Genesis 15.1-12, 17-18; Psalm 27; Philippians 3.17-4.1; Luke 13.31-35

            When the average Canadian hears the word, ‘confess’, it is likely that she or he thinks of one of two things.  On the one hand, he or she may think we are talking about an admission f wrong-doing on the part of an accused criminal or a disgraced politician.  On the other hand, he or she may think we are talking about a religious rite in which a penitent sinner shares with a priest those deeds and thoughts which have separated the penitent from God and from her or his neighbours, family and friends.

            Either of these thoughts would be a fair interpretation of the meaning of the word, ‘confess’.  There is, however, yet one more meaning of the word.  To ‘confess’ also means to declare one’s faith in a person or an idea.  Every ‘Amen’ we speak at the end of a prayer is just such a confession of faith in the One to whom we address our prayers.

            Believe it or not, our reading from Genesis is about a confession of faith, God’s faith in Abram and Abram’s faith in God.  Abram has followed the call of God to leave hearth and kin to travel to an unknown land to obtain an as yet unfulfilled promise.

            One more time God reiterates the promise, but this time Abram dares to ask God for some sort of assurance that the promise will actually bear fruit.  “I am old,” Abram says, “and my only heir is an adopted servant.  How will I know that your promise will be fulfilled?”

            To demonstrate good faith, God joins Abram in a grisly covenant sacrifice.  Animals are cut in two and, in the form of a burning light, God passes between the separated carcasses.  By passing between them, God says, in so many words, “If I do not fulfill this promise, then may I be cut in half just as these animals have been cut in half.”  With this confession of faith made by God to Abram, Abram journeys on, his journey a confession of his faith in that God, the unseen God who bids him travel into a still unrealized future.

            Prayer often takes the form of adoration, but it also takes the form of a two-fold confession:  we affirm our faith in the God who commits God’s very self to us and we acknowledge that we have often failed to live our commitment to God.

            It is easy to overlook the Psalms we recite in worship, but they are often such two-fold confessions of faith.  This morning we prayed these words:  “The Lord is my light and salvation; whom then shall I fear?  The Lord is the strength of my life; of whom then shall I be afraid?”  This is a prayer, a prayer confession our faith in a God who enables us to face any challenge, even the challenge of acknowledging our sins and our failures to commend the faith that is within us.

            If the God in whom we believe is our light and salvation, our strength, then we need not fear speaking aloud the secretes of our hearts, the darkness that sometimes overshadows us, the angry thoughts and actions that separate us from the love of God and from the love of our family and friends.

            If the Lord is indeed our light and salvation, our strength, then we need not fear to speak, in prayer, the hardness of our hearts, the coldness of our dealings with others, the moments of envy and jealousy that sometimes grip us.

            The prayer of confession does not begin with words of sin but with words of hope and trust in the Holy One who is always more ready to forgive than we are to confess.  But these words of hope and trust must needs be followed by words of courageous honesty, the recognition that we are more often the wrong-doer than the wronged.
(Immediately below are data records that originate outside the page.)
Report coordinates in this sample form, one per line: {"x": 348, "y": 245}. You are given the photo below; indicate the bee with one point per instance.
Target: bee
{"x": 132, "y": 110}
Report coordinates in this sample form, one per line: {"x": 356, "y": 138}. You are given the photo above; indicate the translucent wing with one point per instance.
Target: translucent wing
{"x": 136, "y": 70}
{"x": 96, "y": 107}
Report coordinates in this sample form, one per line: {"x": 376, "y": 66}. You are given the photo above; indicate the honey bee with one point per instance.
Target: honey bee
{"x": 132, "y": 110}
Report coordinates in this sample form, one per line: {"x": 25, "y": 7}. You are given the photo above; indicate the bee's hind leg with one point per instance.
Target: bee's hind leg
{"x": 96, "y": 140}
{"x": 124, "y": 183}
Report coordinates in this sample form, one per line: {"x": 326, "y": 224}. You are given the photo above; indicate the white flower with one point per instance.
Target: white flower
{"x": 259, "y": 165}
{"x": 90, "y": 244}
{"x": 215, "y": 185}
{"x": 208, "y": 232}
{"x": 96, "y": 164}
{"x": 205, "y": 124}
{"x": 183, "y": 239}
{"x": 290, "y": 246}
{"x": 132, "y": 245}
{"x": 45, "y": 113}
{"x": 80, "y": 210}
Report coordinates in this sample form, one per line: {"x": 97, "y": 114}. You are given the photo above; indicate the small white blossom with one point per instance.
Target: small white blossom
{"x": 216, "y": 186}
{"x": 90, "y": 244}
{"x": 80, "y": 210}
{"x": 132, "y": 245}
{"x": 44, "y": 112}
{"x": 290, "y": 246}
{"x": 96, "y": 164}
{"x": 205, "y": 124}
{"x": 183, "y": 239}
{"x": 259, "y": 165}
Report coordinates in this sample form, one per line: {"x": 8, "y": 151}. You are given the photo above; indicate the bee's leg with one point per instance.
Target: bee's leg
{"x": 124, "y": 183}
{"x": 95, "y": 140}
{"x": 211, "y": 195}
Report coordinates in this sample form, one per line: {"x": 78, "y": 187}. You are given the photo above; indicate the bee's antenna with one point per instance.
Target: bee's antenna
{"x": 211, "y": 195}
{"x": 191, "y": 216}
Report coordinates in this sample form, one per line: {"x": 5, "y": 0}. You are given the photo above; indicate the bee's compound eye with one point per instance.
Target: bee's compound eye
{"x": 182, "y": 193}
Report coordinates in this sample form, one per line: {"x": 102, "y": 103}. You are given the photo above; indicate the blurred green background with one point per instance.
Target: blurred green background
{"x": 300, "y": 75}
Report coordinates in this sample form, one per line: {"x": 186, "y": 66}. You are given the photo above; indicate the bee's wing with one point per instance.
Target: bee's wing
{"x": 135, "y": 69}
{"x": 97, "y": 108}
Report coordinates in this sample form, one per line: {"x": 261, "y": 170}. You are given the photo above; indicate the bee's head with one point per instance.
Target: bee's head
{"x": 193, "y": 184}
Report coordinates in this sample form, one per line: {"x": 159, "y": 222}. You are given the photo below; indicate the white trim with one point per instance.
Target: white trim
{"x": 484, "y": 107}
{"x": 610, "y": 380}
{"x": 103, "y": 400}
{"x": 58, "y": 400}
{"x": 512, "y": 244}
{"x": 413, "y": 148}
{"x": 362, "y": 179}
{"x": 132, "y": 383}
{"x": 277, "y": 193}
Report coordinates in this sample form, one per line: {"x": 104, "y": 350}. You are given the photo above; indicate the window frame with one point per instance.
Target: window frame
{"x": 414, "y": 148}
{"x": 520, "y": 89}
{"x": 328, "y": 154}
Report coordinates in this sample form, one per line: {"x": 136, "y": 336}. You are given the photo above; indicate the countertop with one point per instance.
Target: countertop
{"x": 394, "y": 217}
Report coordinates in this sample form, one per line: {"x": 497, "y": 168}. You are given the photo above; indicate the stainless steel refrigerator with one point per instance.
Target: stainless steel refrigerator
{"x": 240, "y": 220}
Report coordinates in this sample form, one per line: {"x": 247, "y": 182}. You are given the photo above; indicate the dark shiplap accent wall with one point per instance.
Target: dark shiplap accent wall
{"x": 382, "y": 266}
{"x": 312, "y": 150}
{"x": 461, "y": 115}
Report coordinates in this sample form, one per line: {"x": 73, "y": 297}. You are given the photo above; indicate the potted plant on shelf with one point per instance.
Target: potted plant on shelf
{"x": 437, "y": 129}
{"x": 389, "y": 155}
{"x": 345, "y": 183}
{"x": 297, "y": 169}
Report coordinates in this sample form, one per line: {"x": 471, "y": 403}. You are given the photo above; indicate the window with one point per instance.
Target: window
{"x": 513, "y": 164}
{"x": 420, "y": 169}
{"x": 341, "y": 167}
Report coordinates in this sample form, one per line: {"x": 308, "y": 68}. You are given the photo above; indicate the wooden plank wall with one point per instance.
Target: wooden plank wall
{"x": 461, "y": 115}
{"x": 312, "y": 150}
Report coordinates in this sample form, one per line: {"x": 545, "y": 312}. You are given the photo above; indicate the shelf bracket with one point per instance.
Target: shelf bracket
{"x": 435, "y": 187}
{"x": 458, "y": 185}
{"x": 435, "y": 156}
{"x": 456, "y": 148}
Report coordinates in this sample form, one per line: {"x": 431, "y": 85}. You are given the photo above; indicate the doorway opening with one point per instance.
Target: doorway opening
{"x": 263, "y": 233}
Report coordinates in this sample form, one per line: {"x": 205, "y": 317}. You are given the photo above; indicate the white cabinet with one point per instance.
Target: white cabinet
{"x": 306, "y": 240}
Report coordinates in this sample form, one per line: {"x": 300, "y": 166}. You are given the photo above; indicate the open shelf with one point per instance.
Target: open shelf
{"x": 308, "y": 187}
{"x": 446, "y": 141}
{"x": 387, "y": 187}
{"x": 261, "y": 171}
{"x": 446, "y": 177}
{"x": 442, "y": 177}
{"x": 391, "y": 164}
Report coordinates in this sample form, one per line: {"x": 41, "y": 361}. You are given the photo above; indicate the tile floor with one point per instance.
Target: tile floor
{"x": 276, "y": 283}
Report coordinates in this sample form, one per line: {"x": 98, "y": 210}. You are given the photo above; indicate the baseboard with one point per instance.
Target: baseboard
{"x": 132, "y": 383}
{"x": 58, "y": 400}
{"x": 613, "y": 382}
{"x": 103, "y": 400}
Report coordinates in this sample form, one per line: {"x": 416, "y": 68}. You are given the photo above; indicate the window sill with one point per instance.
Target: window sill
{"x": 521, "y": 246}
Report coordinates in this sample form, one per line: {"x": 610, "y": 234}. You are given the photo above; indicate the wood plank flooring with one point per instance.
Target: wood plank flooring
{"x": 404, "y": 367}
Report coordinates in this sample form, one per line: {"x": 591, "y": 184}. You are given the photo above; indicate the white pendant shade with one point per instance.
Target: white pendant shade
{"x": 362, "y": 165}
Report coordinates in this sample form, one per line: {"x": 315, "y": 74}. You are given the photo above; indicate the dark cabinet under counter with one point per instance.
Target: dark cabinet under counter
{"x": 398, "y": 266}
            Whether these courageous words are spoken in confidence to a trusted friend or advisor or whether these words are spoken in the privacy of personal prayer, God who is faithful and compassionate hears and forgives.  burdens are laid aside and we discover new sources of strength to become who we truly are.

            And just as the faces of Moses and Jesus shone with the glory of God, so our faces will shine, revealing the life of God within us.  Amen.